In a meeting that lasted less than five minutes, Huntertown officials hired a new Indianapolis law firm for its fight against Fort Wayne City Utilities to establish exclusive water and sewer territory boundaries.
Huntertown Utility Service Board members Louie Zimmer and Dave McComb approved a contract Monday to pay Hackman Hulett & Cracraft LLP of Indianapolis to represent the town at Indiana Utility Regulatory Commission matters.
The third member and president of the board, Andrew Conner, was unable to attend.
The firm will be paid hourly rates of between $85 to $350 an hour, plus out-of-pocket and travel expenses, expert witness fees and other litigation and related expenses.
Town attorney Dave Hawk said the move was necessary in light of a recent ruling in Allen Superior Court that positioned City Utilities and Huntertown in front of the Indiana Utility Regulatory Commission for any final decision on designating utility territories.

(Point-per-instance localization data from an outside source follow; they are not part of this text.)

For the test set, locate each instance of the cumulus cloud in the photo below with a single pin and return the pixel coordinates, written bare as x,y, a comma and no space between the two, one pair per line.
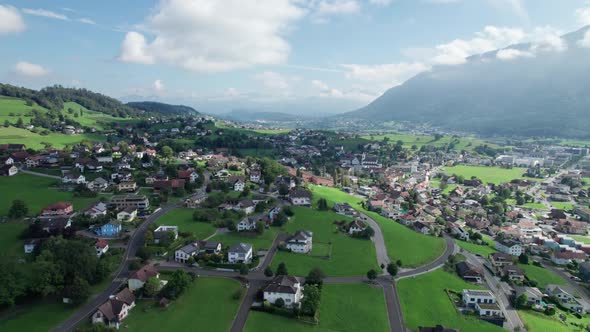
512,54
28,69
45,13
214,35
10,20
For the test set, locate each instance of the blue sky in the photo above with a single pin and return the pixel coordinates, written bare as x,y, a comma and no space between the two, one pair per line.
336,55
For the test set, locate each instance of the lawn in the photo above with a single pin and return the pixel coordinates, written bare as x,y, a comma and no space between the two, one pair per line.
36,194
424,302
495,175
207,306
12,135
344,307
412,248
350,256
543,276
263,241
479,249
183,218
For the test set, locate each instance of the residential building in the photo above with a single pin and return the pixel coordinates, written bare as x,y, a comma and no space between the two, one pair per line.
287,288
300,242
240,253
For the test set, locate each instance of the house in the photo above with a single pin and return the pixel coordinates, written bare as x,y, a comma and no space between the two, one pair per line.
300,242
240,253
533,294
183,254
140,202
102,246
513,273
209,247
356,226
162,231
58,209
287,288
127,214
246,224
110,229
127,186
30,246
8,170
510,247
141,276
115,309
300,197
469,272
98,184
71,178
483,301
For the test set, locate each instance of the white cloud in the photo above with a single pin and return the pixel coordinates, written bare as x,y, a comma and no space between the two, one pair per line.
512,53
10,20
585,42
86,21
158,86
214,35
28,69
45,13
583,15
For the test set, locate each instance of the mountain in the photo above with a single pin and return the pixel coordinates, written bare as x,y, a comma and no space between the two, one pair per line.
543,93
166,109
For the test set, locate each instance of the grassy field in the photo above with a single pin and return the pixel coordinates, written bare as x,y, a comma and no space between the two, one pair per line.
32,140
34,191
543,276
207,306
344,307
494,175
538,322
350,256
412,248
183,218
424,302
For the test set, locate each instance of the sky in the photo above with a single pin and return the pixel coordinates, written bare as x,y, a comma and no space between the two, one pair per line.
308,56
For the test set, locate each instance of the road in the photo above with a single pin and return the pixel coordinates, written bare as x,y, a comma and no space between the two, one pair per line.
120,275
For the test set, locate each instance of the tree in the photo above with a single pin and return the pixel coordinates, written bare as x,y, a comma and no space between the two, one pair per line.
268,272
151,287
392,269
279,303
244,269
315,277
282,269
521,301
311,300
18,209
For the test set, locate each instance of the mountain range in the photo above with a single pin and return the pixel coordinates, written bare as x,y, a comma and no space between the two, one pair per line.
533,92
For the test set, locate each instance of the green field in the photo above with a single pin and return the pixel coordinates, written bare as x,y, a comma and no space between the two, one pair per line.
344,307
424,302
35,192
494,175
183,218
412,248
12,135
538,322
207,306
350,256
542,275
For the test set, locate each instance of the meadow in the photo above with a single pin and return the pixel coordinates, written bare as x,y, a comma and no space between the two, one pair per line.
343,307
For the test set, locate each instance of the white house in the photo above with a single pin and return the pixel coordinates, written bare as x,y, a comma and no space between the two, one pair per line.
287,288
509,247
300,242
183,254
240,253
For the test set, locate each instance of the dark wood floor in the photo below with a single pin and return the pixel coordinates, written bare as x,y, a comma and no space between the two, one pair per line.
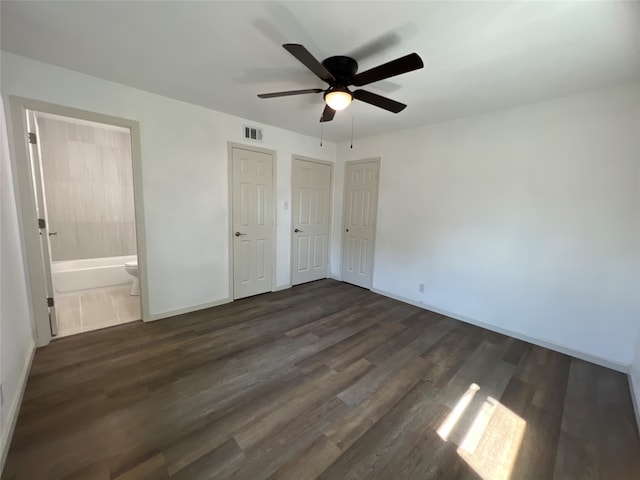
324,380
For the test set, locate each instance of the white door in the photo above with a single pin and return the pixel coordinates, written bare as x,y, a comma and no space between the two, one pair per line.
361,205
42,218
311,206
253,222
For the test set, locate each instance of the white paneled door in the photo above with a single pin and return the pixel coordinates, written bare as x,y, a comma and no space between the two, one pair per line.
310,209
361,205
253,222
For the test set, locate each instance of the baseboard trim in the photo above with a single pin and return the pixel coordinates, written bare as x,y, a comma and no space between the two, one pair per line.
282,287
604,362
193,308
14,410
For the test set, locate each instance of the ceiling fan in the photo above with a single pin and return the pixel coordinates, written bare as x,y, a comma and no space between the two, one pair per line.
340,72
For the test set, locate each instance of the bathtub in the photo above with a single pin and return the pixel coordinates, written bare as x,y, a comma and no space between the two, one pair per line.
73,275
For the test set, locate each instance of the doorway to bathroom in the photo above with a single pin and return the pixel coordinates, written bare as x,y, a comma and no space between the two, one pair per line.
83,184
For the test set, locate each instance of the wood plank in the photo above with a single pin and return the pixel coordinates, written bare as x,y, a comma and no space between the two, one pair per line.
323,380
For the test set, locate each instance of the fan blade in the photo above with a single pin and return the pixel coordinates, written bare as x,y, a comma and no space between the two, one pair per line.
379,101
290,92
309,61
401,65
327,114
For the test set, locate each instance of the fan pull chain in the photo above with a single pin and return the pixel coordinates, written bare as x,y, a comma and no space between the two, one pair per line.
352,115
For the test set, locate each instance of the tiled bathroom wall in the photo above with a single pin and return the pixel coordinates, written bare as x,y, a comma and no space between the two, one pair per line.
88,186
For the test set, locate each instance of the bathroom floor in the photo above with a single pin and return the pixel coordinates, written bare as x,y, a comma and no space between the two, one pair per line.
88,310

The court declined to decide whether Huntertown or Fort Wayne had exclusive power to provide water and sewer service. A new law puts any provision of water and sewer outside a municipality’s jurisdiction solely under the provision of the Indiana Utility Regulatory Commission.

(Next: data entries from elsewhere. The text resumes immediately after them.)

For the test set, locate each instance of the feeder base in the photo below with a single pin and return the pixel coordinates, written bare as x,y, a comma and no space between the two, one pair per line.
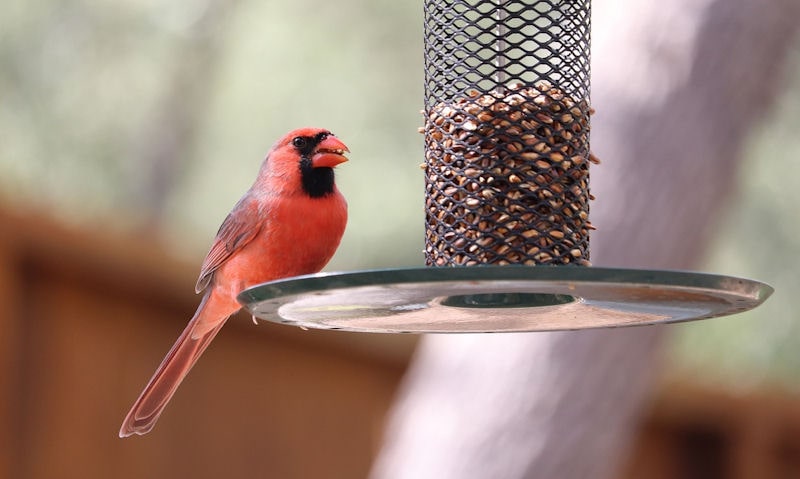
490,299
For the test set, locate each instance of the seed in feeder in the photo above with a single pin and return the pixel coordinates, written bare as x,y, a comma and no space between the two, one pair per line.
533,191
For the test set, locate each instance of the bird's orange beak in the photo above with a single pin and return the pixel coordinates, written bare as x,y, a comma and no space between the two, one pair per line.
329,153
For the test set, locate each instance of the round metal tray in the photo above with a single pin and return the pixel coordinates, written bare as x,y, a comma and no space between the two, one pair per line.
484,299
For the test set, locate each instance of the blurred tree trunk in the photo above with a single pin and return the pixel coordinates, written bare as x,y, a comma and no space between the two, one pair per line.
677,86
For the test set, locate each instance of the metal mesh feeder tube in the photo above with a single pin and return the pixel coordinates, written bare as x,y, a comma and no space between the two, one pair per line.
506,133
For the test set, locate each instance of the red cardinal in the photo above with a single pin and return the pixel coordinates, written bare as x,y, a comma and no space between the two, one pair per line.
287,224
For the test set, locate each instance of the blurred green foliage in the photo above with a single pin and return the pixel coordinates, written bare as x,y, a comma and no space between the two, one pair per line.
148,116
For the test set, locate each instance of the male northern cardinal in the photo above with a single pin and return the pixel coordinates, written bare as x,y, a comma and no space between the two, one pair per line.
288,223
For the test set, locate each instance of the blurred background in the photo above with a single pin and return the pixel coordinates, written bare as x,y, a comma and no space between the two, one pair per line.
128,130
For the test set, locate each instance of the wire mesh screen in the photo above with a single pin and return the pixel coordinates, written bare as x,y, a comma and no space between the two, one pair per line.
507,132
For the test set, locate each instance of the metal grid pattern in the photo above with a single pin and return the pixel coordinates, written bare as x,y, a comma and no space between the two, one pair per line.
507,132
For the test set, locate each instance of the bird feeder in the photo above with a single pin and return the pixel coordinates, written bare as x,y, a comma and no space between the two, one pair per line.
507,228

Huntertown conceded in court documents that its water and sewer service area ordinances aren’t enforceable unless the state utility regulatory commission approves them.
In the first five months of the year, the town, which has an annual budget of $1.7 million, had approved payments of $304,397 for legal services, the bulk of it for utility-related matters – including the town’s disputes with Fort Wayne City Utilities; its pursuit of building a wastewater treatment plant; and ongoing litigation with local developers.
Fort Wayne had been providing Huntertown with wastewater treatment as a wholesale customer until April 2013, under an agreement in place since the mid-1980s. Last year, Huntertown terminated the agreement, and Fort Wayne said it would charge the town the retail rate.
Last week, Fort Wayne City Utilities officials met with Huntertown residents, presenting a plan that would lower their sewer bills and offering to kick in $1 million to help the town implement it.
That proposal was not discussed by Huntertown Utility Service Board members, and a Town Council meeting scheduled for Monday was canceled because not enough members were present.